Woman pays with WFP card at a store in Syria
Payer avec une carte du PAM permet aux familles de choisir les aliments dont elles ont besoin. Photo: PAM/Hussam Al Saleh

"Maintenant, en marchant parfois avec Abdallah, nous sentons beaucoup la poussière. Nous sentons des rochers sous nos pieds, nous savons donc qu'il y a un bâtiment détruit à proximité. Nous sentons du verre brisé sur le sol lorsque nous marchons dessus, et cela nous brise le cœur".

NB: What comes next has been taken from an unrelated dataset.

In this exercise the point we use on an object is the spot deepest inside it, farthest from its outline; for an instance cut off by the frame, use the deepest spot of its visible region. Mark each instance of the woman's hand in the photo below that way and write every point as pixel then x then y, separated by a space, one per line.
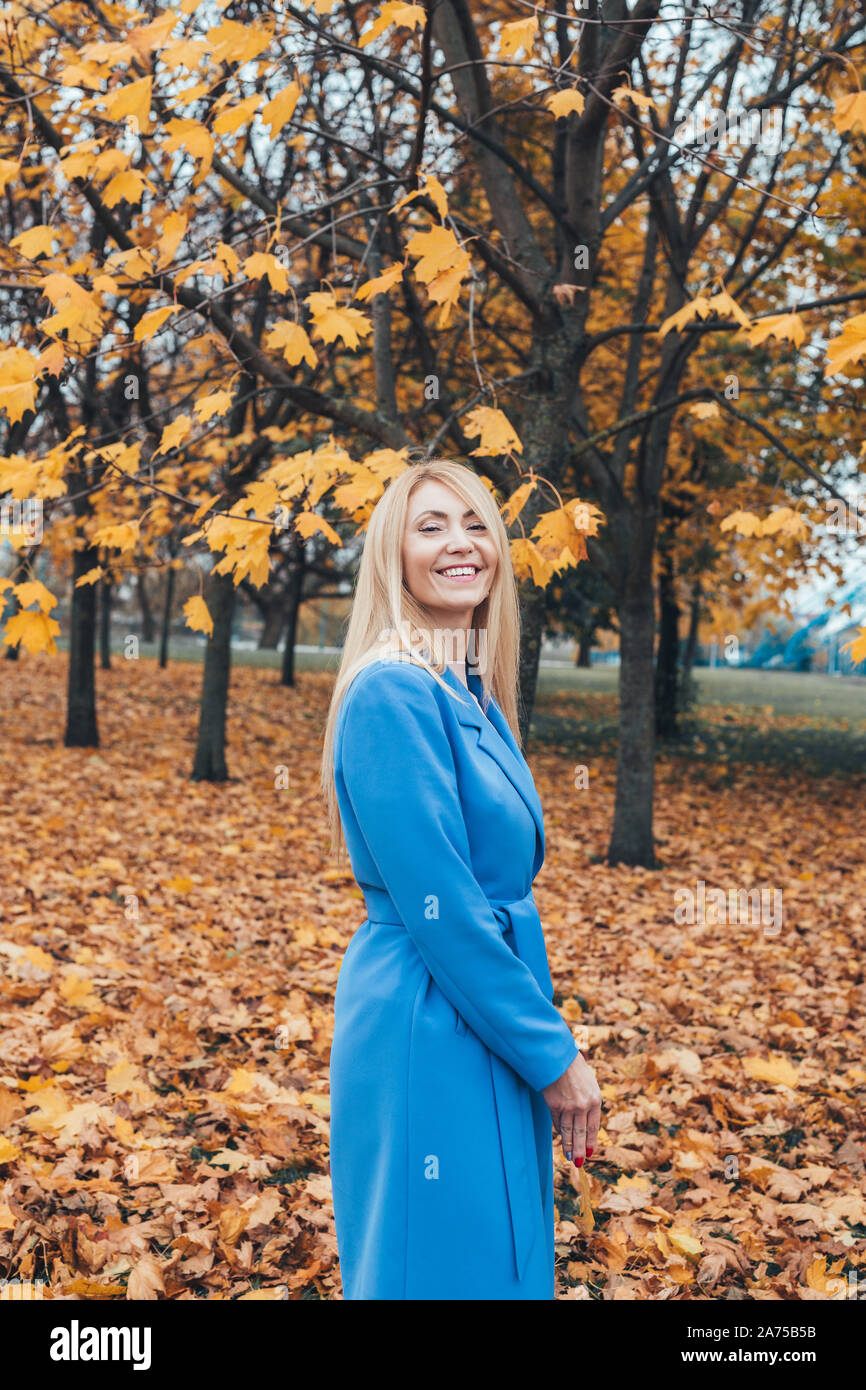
pixel 576 1104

Abadallah ajoute: "La mort était partout. Les bruits des affrontements étaient très forts. Ce n’était pas facile à entendre".

Les familles de Rania et d’Abdallah avaient toutes deux des réserves au sujet de leur marier et de fonder une famille alors que le conflit d’Alep commençait à cesser, remettant en question leur capacité à prendre soin d’eux-mêmes. Mais ils se sont très bien débrouillés. 

Abdallah travaille maintenant à temps partiel comme technicien de laboratoire en radiologie dans un hôpital - un travail qu'il doit effectuer dans une pièce sombre. "Personne n'est meilleur que moi pour travailler dans un endroit sombre," dit-il. "La meilleure partie de mon travail est lorsque je traite une radiographie dans le cadre d'une urgence. Je sens que j'aide quelqu'un qui a un besoin urgent." 

Lorsque Rania est tombée enceinte, elles recevaient déjà de la nourriture chaque mois. Ils se sont également inscrits pour recevoir une carte électronique qui aide les mères enceintes et allaitantes à acheter des aliments nutritifs auprès de détaillants locaux. «Le bon électronique a été vraiment utile. J'ai pu acheter des choses que nous ne pouvons généralement pas nous permettre, comme des dattes, du poulet et du fromage," explique Rania. "Ces aliments sont très chers maintenant."

Woman In Aleppo
Rania se dit chanceuse de ne pas voir les destructions que son pays a subi. Photo: PAM/Zuha Akkash

Abdallah ajoute: "Nous aimons la ville et nous aimons être côte à côte pour faire face à tous les défis de la vie."

Interrogée sur les espoirs pour l'avenir, la réponse de Rania est inattendue: "Aussi étrange que cela puisse paraître, mais nous ne voulons vraiment rien voir maintenant," déclare Rania. "Nous voulons garder la beauté dans nos têtes. Nous regretterions de voir la destruction et le visage changé de personnes qui ont beaucoup souffert de la dévastation. Ce pourrait être une bénédiction de ne pas voir tous les dégâts qui se sont produits, aux êtres vivants et non vivants." 

L’action du Programme alimentaire mondial en Syrie est rendue possible grâce au généreux soutien de l’Union européenne, qui permet aux familles d’accéder chaque mois à une aide vitale.